The trade body was keen to emphasise that despite the rise, this remains well below the levels seen between 2009 and 2014, when quarterly repossessions peaked at more than 13,000.
UK Finance suggested the rise was driven in part by a backlog of historic cases which are being processed in line with the FCA’s most recent guidance on borrowers with payment shortfalls.
It noted: “Lenders have been reviewing a large number of cases on an individual basis in line with this guidance, applying for possession only when all other options have been exhausted.”
While repossessions rose over the quarter, the number of residential mortgages in arrears of 2.5 per cent or more of the outstanding balance dropped four per cent to 76,580.
On buy to let, the number of deals in arrears rose by three per cent to 4,620. Of that, there were 1,200 in arrears of 10 per cent or more, up by 12 per cent from the same period last year.

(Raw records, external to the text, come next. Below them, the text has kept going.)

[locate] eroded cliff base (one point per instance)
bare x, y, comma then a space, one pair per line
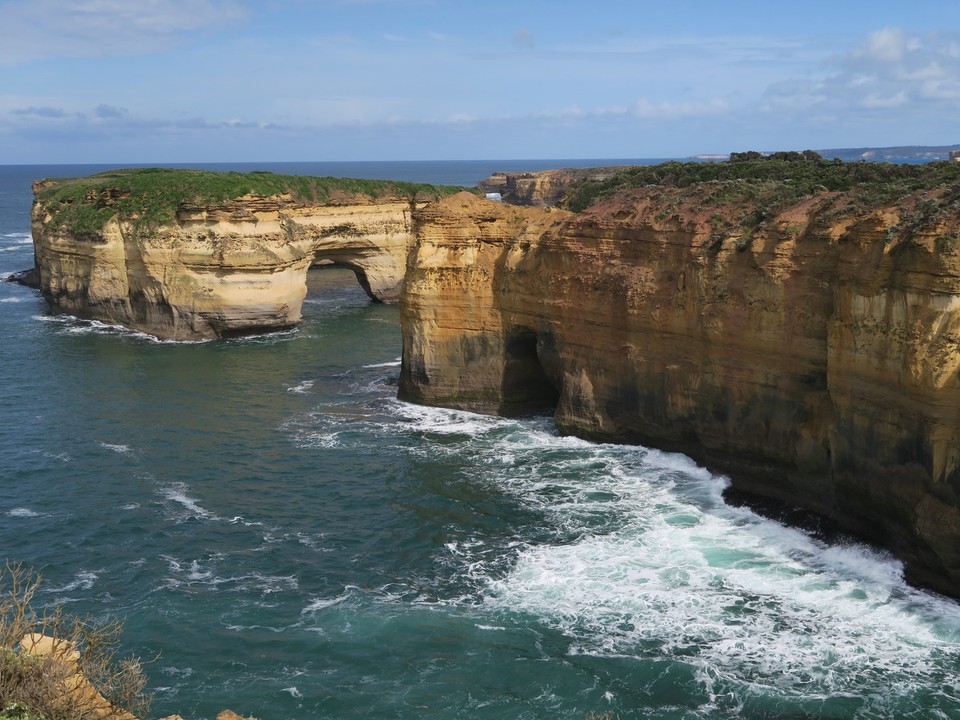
794, 325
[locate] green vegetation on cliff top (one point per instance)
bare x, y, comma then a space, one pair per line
152, 196
793, 175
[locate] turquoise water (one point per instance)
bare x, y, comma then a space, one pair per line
290, 541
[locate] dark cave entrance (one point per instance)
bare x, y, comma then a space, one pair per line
326, 264
528, 387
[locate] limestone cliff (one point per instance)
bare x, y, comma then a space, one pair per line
809, 349
545, 188
216, 266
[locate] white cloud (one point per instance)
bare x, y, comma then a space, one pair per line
646, 109
891, 69
84, 28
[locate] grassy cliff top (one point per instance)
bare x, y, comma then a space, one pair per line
150, 196
790, 175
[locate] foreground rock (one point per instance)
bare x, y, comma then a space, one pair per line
794, 324
152, 250
813, 356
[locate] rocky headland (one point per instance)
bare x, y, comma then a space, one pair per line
186, 254
791, 322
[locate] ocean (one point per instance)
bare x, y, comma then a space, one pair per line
284, 538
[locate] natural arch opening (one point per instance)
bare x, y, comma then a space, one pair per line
527, 386
322, 263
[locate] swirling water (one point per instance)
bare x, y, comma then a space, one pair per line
289, 540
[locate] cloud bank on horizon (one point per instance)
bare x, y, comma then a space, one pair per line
240, 80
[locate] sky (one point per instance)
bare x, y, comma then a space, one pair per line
181, 81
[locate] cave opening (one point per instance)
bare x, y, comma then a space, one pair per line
527, 387
321, 265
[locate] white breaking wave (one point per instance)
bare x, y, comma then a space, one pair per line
177, 492
72, 325
117, 448
391, 363
23, 512
650, 562
302, 388
83, 580
745, 601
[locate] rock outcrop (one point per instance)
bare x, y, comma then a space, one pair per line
542, 189
813, 357
210, 269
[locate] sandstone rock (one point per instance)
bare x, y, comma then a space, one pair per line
231, 715
82, 696
815, 359
217, 270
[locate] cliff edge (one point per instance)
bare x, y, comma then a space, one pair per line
795, 327
188, 254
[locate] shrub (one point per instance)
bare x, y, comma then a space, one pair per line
56, 666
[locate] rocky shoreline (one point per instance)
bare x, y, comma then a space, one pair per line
801, 336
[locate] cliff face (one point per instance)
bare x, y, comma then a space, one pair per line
541, 189
217, 269
813, 358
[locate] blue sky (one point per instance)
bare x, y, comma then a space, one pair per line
126, 81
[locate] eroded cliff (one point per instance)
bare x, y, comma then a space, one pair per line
805, 343
187, 255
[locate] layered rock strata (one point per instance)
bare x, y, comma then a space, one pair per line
814, 357
219, 269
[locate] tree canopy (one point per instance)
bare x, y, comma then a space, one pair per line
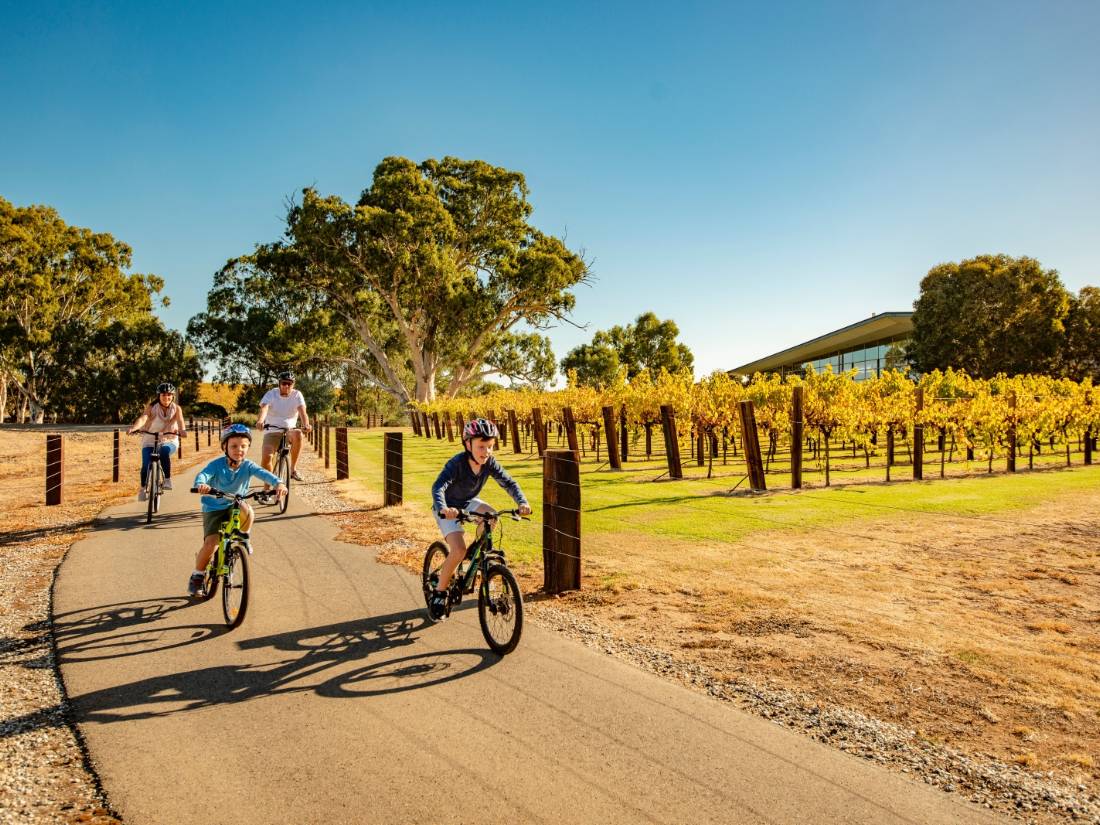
435, 277
648, 343
77, 333
989, 315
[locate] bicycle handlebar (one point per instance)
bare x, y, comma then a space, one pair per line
469, 515
222, 494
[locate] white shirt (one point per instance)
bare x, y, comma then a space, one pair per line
283, 410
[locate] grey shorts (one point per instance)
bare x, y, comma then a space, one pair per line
213, 519
447, 526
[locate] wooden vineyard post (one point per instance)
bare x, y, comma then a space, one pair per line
751, 442
55, 468
609, 436
540, 431
671, 441
567, 417
561, 521
342, 453
514, 426
394, 460
623, 433
1010, 463
919, 438
796, 430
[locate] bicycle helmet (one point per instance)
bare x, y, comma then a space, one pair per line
480, 428
234, 429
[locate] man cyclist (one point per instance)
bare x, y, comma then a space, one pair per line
282, 406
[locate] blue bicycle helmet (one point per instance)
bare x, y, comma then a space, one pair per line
234, 429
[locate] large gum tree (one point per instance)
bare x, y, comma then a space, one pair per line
436, 271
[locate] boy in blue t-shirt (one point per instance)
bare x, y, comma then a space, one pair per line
230, 473
457, 487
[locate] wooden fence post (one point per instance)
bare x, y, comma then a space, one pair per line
1011, 459
671, 441
394, 458
623, 433
55, 468
540, 431
750, 439
796, 430
611, 438
567, 417
514, 426
919, 438
561, 521
342, 452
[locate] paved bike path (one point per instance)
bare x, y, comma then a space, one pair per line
336, 702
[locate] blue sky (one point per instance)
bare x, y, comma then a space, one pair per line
761, 174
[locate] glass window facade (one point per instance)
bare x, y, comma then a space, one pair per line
869, 361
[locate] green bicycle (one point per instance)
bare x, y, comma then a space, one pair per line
499, 602
230, 562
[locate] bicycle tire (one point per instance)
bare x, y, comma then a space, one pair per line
234, 591
433, 558
283, 471
501, 609
151, 484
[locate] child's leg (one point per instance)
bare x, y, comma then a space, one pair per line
209, 545
457, 551
146, 459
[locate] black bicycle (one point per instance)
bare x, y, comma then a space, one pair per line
282, 470
154, 485
230, 562
499, 602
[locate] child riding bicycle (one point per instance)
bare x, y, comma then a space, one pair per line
457, 487
230, 473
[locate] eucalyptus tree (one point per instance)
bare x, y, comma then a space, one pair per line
436, 272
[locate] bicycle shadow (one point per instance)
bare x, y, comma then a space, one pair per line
318, 663
123, 629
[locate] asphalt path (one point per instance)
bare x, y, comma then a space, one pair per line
337, 702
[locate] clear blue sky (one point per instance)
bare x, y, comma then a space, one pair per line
759, 173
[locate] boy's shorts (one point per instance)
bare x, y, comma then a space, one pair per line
447, 526
213, 519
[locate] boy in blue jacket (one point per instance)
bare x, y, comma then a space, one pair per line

UK Finance said: “While we are seeing mixed signs in buy-to-let arrears, these do not indicate a clear increasing trend at this stage. Additionally, increases are small and from a low base.”
Jeremy Leaf, former residential chairman of the Royal Institution of Chartered Surveyors, said the softening of the housing market was reflected in the figures, “particularly for buy-to-let landlords who are falling into arrears from the pressure of tax and regulatory changes, as we might have expected.
“These figures also show that there is little appetite among lenders to repossess because they are not going to do too much better than the owners themselves in achieving a sale at a reasonable price.”